The Afghan ambassador in Washington is disappointed that President Obama set an 18-month deadline to begin the withdrawal of U.S. troops from his country and insisted the Afghan army and police will need at least five more years before they can handle security.

Ambassador Said Jawad told the Voice of America that he understands the domestic and economic pressures that led Mr. Obama to announce the troops would begin leaving Afghanistan in July 2011.

However, he added, “as far as the Afghan people are concerned it probably would have been a better option” not to announce a withdrawal date.

“But one has to be realistic,” he said. “There is an economic crisis here in the U.S. The Iraq war [and] eight years of U.S. engagement in Afghanistan put a lot of pressure on President Obama to indicate how long this engagement will last in Afghanistan.”

On Tuesday Mr. Jawad sent a signal to the Obama administration before the president delivered his address at West Point, trying to counter criticism of his government and warning against time limits on withdrawing U.S. and allied troops.

“We are ready to take responsibility of our country’s security in five years,” he told the Atlantic Partnership in Washington. “Within the next three years, we want to lead and conduct military operations independently.”

He said Afghan forces are in charge in the capital, Kabul, and hope to control other regions on a “province-to-province basis.”

Mr. Jawad said Afghan forces are fighting alongside U.S. and other foreign troops.

“On average, three Afghan National Police officers are dying every day defending Afghanistan,” he said.

Mr. Jawad defended Afghan President Hamid Karzai against U.S. criticism of widespread corruption in his government.

“We heard very clearly your message about corruption and governance,” he said. “We know that our government institutions are not fully functional.”
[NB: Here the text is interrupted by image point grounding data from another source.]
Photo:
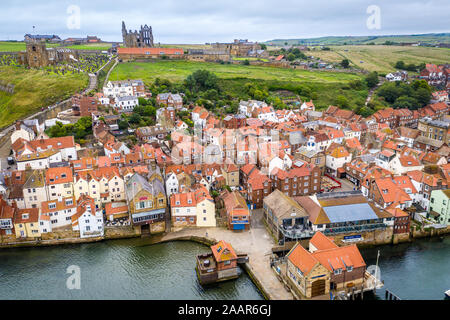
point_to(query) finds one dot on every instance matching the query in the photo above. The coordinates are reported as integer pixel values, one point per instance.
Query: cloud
(181, 21)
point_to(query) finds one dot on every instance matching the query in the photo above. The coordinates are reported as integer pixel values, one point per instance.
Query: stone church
(141, 39)
(38, 55)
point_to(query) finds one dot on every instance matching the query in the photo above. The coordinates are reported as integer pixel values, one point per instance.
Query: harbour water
(133, 269)
(413, 271)
(119, 269)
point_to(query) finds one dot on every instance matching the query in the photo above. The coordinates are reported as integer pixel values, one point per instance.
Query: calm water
(121, 269)
(419, 271)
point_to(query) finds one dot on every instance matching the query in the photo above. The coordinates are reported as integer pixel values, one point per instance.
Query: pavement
(256, 242)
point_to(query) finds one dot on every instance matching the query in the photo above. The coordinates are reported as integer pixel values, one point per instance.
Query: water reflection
(122, 269)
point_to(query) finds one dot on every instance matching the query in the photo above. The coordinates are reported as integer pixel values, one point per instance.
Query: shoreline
(173, 236)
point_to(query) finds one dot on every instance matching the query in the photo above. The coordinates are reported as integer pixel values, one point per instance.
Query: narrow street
(256, 242)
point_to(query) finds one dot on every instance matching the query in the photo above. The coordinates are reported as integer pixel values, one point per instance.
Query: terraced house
(60, 211)
(196, 208)
(26, 223)
(34, 189)
(147, 203)
(59, 182)
(104, 185)
(440, 207)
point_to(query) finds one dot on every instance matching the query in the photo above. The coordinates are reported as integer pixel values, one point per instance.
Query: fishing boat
(220, 264)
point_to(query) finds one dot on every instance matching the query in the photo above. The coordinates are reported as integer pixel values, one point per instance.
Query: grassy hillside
(431, 38)
(91, 46)
(21, 46)
(321, 86)
(6, 46)
(34, 89)
(179, 70)
(383, 58)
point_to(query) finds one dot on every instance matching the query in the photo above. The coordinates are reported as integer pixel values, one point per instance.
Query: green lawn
(92, 46)
(178, 70)
(250, 59)
(6, 46)
(383, 58)
(321, 86)
(21, 46)
(34, 89)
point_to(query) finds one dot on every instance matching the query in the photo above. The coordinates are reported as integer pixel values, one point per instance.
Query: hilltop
(428, 38)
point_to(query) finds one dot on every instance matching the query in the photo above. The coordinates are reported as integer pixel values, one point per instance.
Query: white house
(37, 160)
(172, 185)
(126, 103)
(125, 88)
(45, 225)
(195, 208)
(59, 211)
(88, 221)
(336, 157)
(22, 131)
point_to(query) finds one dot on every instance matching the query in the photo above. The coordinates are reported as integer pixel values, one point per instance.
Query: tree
(372, 79)
(342, 101)
(406, 102)
(423, 96)
(400, 65)
(201, 80)
(142, 101)
(291, 57)
(345, 63)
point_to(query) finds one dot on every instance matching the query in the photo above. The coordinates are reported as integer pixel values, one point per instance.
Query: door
(318, 288)
(145, 229)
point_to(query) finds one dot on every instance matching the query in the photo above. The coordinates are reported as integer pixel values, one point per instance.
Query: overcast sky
(200, 21)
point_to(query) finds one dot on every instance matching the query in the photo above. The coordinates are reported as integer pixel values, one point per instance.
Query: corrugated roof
(352, 212)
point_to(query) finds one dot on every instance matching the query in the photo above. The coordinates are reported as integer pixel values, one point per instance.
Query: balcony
(296, 232)
(355, 228)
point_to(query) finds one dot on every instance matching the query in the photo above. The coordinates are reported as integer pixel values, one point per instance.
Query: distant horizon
(251, 40)
(209, 21)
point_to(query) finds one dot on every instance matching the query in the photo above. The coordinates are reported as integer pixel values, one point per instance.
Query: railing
(296, 233)
(346, 229)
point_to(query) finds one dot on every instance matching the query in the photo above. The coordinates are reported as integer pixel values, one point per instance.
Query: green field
(92, 46)
(21, 46)
(431, 38)
(6, 46)
(179, 70)
(321, 86)
(34, 89)
(382, 58)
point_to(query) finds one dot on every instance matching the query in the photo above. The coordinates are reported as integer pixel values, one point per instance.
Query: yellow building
(147, 203)
(26, 223)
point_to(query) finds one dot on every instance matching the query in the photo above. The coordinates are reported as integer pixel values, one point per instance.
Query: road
(256, 242)
(5, 144)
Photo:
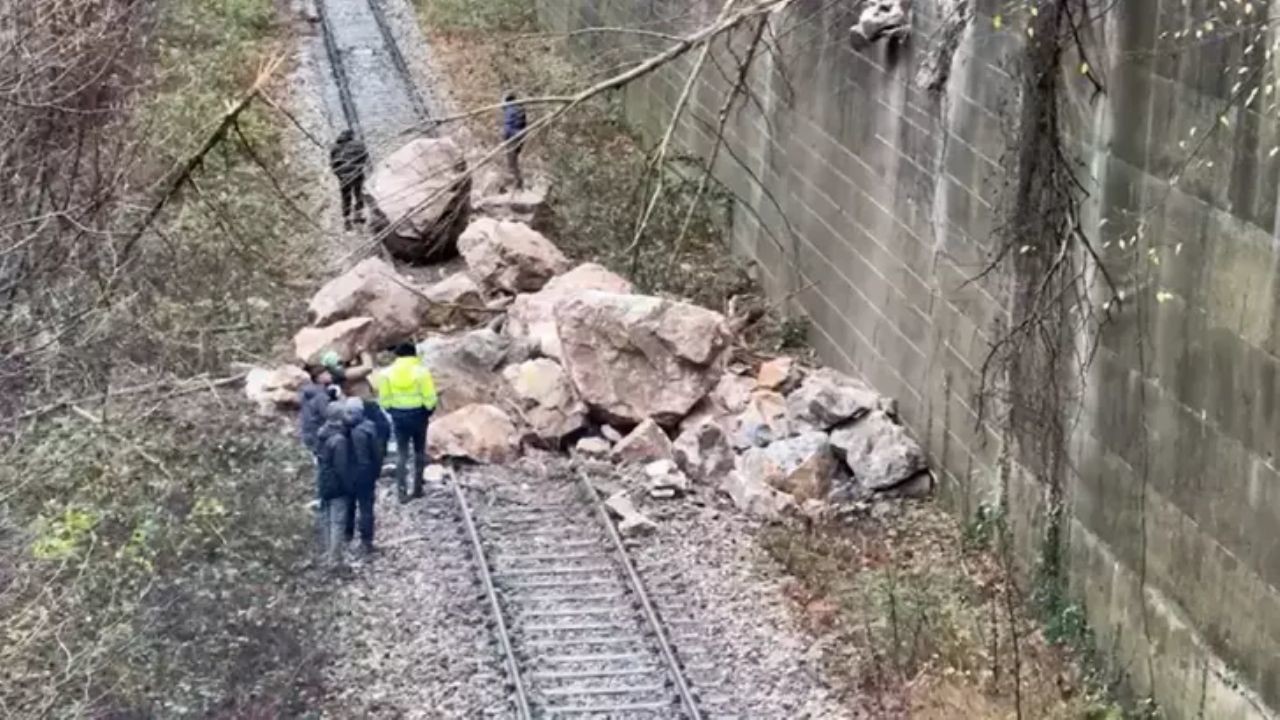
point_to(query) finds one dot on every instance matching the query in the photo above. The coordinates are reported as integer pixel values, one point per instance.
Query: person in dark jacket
(513, 124)
(348, 159)
(368, 452)
(336, 474)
However, he added, the government is cracking down on corruption with the arrest of more than 600 officials this year and with investigations against a dozen former and current government ministers.
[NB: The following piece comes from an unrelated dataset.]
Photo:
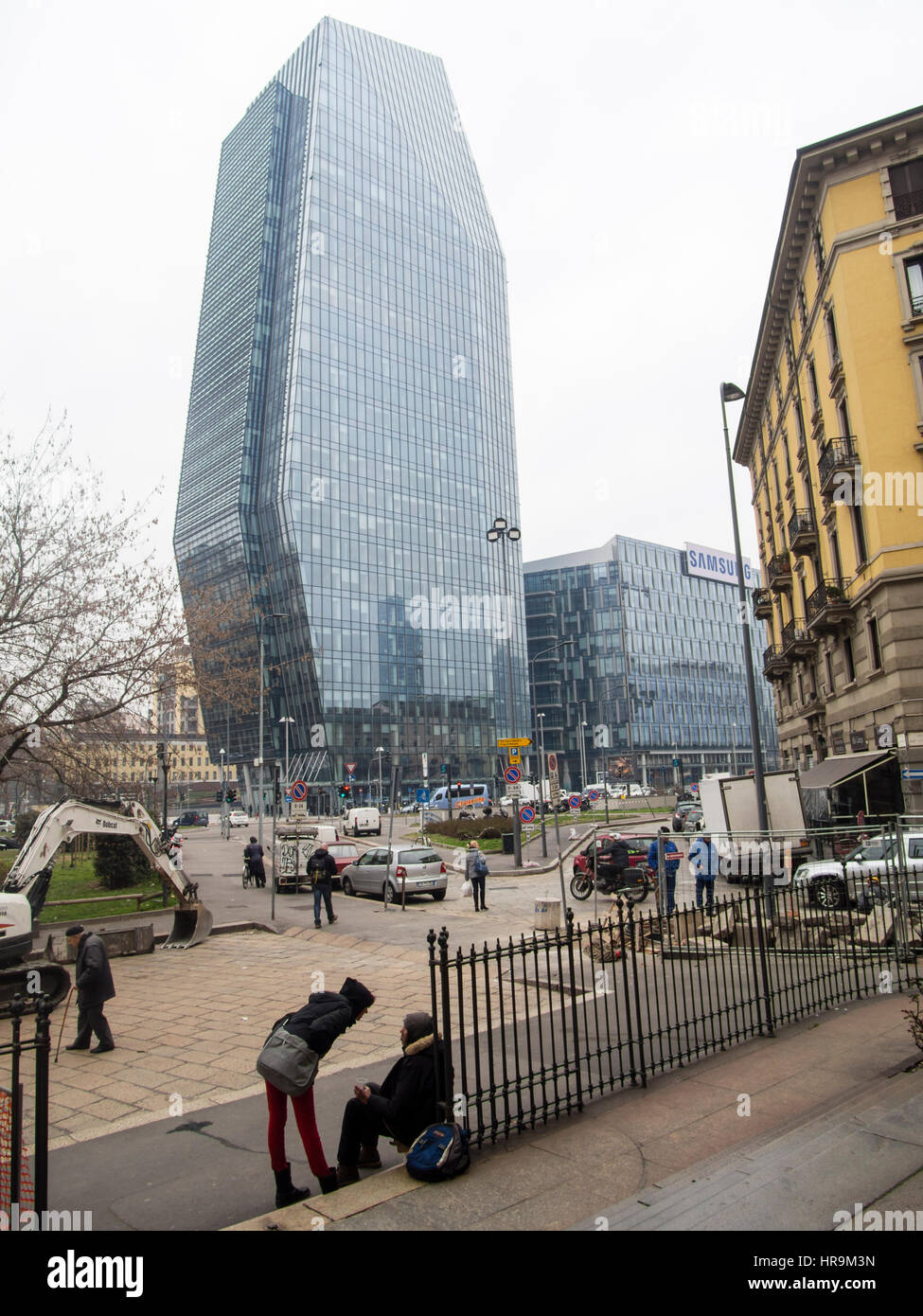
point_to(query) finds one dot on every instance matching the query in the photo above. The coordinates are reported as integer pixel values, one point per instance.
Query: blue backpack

“Fighting corruption cannot be accomplished by undermining the leadership of the country,” he said.

Mr. Jawad acknowledged that many Americans are growing disenchanted with the war in Afghanistan, which began with a U.S. invasion in 2001 to overthrow the Taliban, which sheltered Osama bin Laden and his terrorist al Qaeda network. However, Americans need to be reminded of the reasons they are in Afghanistan, he said.

“The mission is clear,” he said. “This is America’s war to destroy, disrupt and dismantle al Qaeda and NATO’s battle for regional and global security, as well as Afghanistan’s struggle for survival.”

MISSION EXPANDED

The United States is expanding its diplomatic mission in Afghanistan to underscore its dedication to the nation, U.S. Ambassador Karl Eikenberry said this week.

“We have a long-term commitment to the government of Afghanistan. We have a long-term commitment to the people of Afghanistan,” he said at a ceremony in Kabul where he signed a lease on land for the first U.S. consulate in the country.

The consulate in the northern city of Mazar-e-Sharif will open next year, he said. The ambassador added that the United States has plans for another consulate, in the western city of Herat, near the border with Iran.

“The signing of this lease to establish our first consulate … with plans to establish one in Herat, that’s a sign of commitment,” he added.